I came across the method for generating multivariate normal samples on wikipedia: https://en.wikipedia.org/wiki/Multivariate_normal_distribution#Drawing_values_from_the_distribution
A widely used method for drawing (sampling) a random vector x from the N-dimensional multivariate normal distribution with mean vector μ and covariance matrix Σ works as follows:
Find any real matrix A such that A AT = Σ. When Σ is positive-definite, the Cholesky decomposition is typically used, and the extended form of this decomposition can always be used (as the covariance matrix may be only positive semi-definite) in both cases a suitable matrix A is obtained. An alternative is to use the matrix A = UΛ½ obtained from a spectral decomposition Σ = UΛUT of Σ. The former approach is more computationally straightforward but the matrices A change for different orderings of the elements of the random vector, while the latter approach gives matrices that are related by simple re-orderings. In theory both approaches give equally good ways of determining a suitable matrix A, but there are differences in computation time.

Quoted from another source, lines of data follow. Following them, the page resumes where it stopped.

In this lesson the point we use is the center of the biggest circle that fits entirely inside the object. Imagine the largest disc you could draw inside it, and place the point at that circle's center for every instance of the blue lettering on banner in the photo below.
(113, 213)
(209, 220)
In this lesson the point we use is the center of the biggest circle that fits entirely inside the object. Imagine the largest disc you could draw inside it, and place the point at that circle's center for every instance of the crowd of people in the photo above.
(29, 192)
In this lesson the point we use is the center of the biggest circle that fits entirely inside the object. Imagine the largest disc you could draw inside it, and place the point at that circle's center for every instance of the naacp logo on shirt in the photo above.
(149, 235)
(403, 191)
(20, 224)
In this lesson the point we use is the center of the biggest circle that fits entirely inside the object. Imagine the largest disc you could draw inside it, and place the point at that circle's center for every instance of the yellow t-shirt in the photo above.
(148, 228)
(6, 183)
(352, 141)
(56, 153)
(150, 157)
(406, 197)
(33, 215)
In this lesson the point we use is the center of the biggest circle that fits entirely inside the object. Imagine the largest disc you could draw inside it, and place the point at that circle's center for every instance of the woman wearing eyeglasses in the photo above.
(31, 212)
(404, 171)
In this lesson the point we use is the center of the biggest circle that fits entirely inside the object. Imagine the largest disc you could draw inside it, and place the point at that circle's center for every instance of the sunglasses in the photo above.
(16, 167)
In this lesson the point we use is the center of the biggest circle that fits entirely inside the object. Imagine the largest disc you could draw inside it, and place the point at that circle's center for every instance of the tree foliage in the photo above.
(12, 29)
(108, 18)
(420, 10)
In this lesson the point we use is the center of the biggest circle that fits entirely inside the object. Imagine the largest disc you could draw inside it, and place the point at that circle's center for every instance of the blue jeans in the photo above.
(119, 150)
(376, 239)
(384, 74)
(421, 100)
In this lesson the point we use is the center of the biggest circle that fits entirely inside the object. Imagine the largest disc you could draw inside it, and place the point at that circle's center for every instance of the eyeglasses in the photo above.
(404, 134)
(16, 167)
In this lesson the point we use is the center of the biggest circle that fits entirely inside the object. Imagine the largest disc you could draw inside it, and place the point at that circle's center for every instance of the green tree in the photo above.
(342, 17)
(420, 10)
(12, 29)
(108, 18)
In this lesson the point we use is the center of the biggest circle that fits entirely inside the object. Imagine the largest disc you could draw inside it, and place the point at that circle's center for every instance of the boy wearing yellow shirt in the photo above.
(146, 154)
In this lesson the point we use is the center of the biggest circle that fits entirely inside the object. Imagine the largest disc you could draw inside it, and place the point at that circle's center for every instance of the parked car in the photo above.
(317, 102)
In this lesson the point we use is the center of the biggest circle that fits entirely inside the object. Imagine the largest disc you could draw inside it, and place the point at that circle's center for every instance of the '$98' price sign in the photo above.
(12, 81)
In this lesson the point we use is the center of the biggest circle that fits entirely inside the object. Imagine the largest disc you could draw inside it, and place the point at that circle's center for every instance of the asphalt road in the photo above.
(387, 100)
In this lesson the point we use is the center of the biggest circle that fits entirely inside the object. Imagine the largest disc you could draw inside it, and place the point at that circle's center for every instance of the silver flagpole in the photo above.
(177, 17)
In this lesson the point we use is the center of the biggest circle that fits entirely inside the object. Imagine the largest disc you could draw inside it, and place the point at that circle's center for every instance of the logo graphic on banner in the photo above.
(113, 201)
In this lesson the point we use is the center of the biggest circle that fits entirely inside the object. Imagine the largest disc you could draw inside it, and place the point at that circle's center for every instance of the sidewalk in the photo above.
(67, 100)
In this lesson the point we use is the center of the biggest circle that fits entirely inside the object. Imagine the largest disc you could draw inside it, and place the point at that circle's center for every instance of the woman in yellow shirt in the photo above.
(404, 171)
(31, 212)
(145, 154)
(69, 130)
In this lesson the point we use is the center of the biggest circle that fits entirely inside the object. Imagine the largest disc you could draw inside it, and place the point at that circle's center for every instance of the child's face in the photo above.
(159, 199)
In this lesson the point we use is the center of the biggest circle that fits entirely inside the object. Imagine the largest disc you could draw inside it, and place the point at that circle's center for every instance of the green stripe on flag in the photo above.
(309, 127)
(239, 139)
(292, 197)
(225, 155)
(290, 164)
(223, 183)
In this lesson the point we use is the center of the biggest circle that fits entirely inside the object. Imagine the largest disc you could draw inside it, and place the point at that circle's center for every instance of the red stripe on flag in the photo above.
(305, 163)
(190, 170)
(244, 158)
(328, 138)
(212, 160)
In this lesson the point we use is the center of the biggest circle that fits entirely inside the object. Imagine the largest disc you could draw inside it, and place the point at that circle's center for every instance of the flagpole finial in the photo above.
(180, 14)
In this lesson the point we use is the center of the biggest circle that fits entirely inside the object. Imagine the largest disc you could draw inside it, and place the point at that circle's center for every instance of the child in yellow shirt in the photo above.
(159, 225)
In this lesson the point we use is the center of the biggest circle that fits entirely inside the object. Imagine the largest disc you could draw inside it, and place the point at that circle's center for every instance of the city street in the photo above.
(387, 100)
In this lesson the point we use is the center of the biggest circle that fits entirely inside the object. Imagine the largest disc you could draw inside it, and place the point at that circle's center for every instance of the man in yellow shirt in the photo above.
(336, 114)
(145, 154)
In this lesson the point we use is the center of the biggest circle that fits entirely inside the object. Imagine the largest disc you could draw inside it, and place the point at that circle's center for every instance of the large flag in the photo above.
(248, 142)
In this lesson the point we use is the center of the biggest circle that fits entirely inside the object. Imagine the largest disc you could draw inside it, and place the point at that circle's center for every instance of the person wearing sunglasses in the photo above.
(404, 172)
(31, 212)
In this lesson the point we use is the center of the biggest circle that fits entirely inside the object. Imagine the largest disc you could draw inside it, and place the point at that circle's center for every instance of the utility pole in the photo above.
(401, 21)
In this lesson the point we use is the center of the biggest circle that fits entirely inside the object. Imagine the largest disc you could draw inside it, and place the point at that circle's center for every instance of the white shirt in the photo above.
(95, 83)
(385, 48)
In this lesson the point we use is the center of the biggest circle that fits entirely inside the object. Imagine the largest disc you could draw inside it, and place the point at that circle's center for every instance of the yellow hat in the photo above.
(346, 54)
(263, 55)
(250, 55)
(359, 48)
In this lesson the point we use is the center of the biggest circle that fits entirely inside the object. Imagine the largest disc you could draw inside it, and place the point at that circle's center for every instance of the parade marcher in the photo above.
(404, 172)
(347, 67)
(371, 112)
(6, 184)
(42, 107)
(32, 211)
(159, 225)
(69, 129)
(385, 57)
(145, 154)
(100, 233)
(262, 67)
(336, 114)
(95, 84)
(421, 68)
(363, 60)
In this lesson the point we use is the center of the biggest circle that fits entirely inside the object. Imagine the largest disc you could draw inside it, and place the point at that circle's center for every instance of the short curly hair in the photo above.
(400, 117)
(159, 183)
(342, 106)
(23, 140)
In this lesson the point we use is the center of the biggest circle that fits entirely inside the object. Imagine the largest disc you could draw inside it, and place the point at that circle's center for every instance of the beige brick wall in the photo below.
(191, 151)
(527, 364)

Let z = (z1, …, zN)T be a vector whose components are N independent standard normal variates (which can be generated, for example, by using the Box–Muller transform).
Let x be μ + Az. This has the desired distribution due to the affine transformation property.
Why does the cholesky decomposition matrix 'A' multiplied by the vector of samples chosen from the standard normal distribution 'z' plus 'μ' give us our result (ie x = μ + Az)?
Why does this work? What is the proof?